Zunächst stellt sich die Frage, ob der Beklagte sich unter Berücksichtigung der zu der Bedürftigkeitsprüfung aufgeführten Vermögenspositionen nicht als tatsächlich leistungsfähig behandeln lassen muss.

Darüber hinaus hat der Beklagte auch nicht ausreichend dazu vorgetragen, inwieweit er Nebeneinkünfte als musikalischer Alleinunterhalter oder aus vergleichbarer Tätigkeit erzielt. Die Klägerin hat ihre dahingehende Behauptung jedenfalls insoweit substanziiert, als der Beklagte Nebeneinkünfte als Alleinunterhalter auf Feiern erziele. Erst auf diese Behauptung der Klägerin hin hat der Beklagte eingeräumt, dass er einen entsprechenden Werbeaufkleber auf seinem Pkw habe und im Rahmen der mündlichen Verhandlung auch erklärt, dass er vormals in einer Blaskapelle gespielt habe, diese Tätigkeit aber nicht mehr ausübe. Soweit die Klägerin nachfolgend ihre Behauptung weitergehend substanziiert hat, wonach der Beklagte beispielsweise die Weihnachtsfeier der V... in der Gaststätte "..." am 16. Dezember 2005 musikalisch begleitet habe, ist der Beklagte weiteren substanziierten Sachvortrag schuldig geblieben. Er hat lediglich noch behauptet, unentgeltlich auf privaten Feiern im Familienkreis tätig zu sein, was sich angesichts der konkreten Behauptungen der Klägerin nicht als ausreichendes Bestreiten darstellt.

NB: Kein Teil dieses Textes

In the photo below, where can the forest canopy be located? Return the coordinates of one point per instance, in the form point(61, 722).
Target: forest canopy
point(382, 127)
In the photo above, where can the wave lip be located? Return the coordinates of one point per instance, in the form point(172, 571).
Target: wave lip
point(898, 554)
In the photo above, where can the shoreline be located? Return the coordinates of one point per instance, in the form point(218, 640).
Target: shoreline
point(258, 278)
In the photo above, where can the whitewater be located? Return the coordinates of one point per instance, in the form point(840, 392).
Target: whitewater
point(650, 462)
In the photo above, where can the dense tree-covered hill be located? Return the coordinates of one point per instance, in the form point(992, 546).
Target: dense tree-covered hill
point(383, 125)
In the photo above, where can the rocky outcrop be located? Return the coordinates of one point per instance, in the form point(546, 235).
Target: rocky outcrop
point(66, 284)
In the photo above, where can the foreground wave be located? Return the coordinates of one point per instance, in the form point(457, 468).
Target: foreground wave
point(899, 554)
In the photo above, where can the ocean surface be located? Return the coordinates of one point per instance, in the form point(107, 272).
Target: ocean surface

Im Ergebnis mag dies hier aber dahinstehen.

b.

Weiter ist zu berücksichtigen, dass die Klägerin bis einschließlich Juli 2006 an der allgemeinen Schulausbildung teilnimmt und daher privilegiert Volljährige gemäß § 1603 Abs. 2 Satz 2 BGB ist. Insoweit trifft den Beklagten grundsätzlich eine gesteigerte Erwerbobliegenheit, solange er nicht seine tatsächliche Leistungsunfähigkeit substanziiert darlegt und beweist. Der bloße Hinweis auf den Bezug von Arbeitslosengeld II genügt dieser Darlegungslast nicht (Brandenburgisches OLG, NJW-RR 2005, 949).

c.

Ebenso ist das Vorbringen des Beklagten hinsichtlich einer evtl. Erwerbsunfähigkeit nach derzeitigem Stand widersprüchlich und daher unbeachtlich. Dies gilt einerseits, weil er eine krankheitsbedingte Erwerbsunfähigkeit nicht ausreichend dargetan hat, andererseits aber im Hinblick darauf, dass der Bezug der Leistungen des ALG II seine Erwerbsfähigkeit grundsätzlich indiziert.

aa.

So hat der Beklagte sich zwar insbesondere auf eine langjährige Alkoholsucht berufen, wobei zwischen den Parteien jedenfalls der hohe Alkoholkonsum unstreitig ist. Dass angesichts seiner gesteigerten Erwerbsobliegenheit er aber nicht in der Lage sei, einer geregelten Arbeit nachzugehen, ist von ihm weder ausreichend dargetan noch belegt. Die Bescheinigung des ihn insoweit langjährig behandelnden Dr. K... v. 7. Februar 2006 bescheinigt - soweit lesbar - wohl allein eine drohende Alkoholsucht und sagt nichts über seinen Zustand der Erwerbsfähigkeit aus. Soweit er sich während der Zeit vom 26. Januar bis 2. Februar 2006 wohl in einer Entzugsbehandlung befand, hat er ausweislich der Bescheinigung der Landesklinik L... vom 2. Februar 2006 die Entlassung entgegen ärztlichem Rat herbeigeführt. Auch der Alkoholkranke hat sich im Grundsatz einer ärztlichen Behandlung zu unterziehen, um seine Leistungsfähigkeit bestmöglich herzustellen. Kommt er dem nicht nach, muss er sich grundsätzlich auch einen entsprechenden Obliegenheitsverstoß vorhalten lassen, es sei denn, die Alkoholkrankheit ist bereits so weit fortgeschritten, dass es an der hierfür notwendigen Einsichtsfähigkeit fehlt. Anhaltspunkte für ein Fehlen der Einsichtsfähigkeit auf Seiten des Beklagten bestehen aber nicht.

bb.

In diesem Zusammenhang muss beachtet werden, dass der Beklagte Leistungen nach dem SGB II (so genannte Hartz IV-Leistungen) bezieht. Eine wesentliche Anspruchsvoraussetzung für den Bezug ist die Erwerbsfähigkeit der Bezugsperson, vgl. § 7 Abs. 1 Satz 1 Nr. 2 SGB II. Dies spricht schon indiziell für eine tatsächlich bestehende Erwerbsfähigkeit; insoweit hätte es zumindest eines weitergehenden Vorbringens des Beklagten bedurft.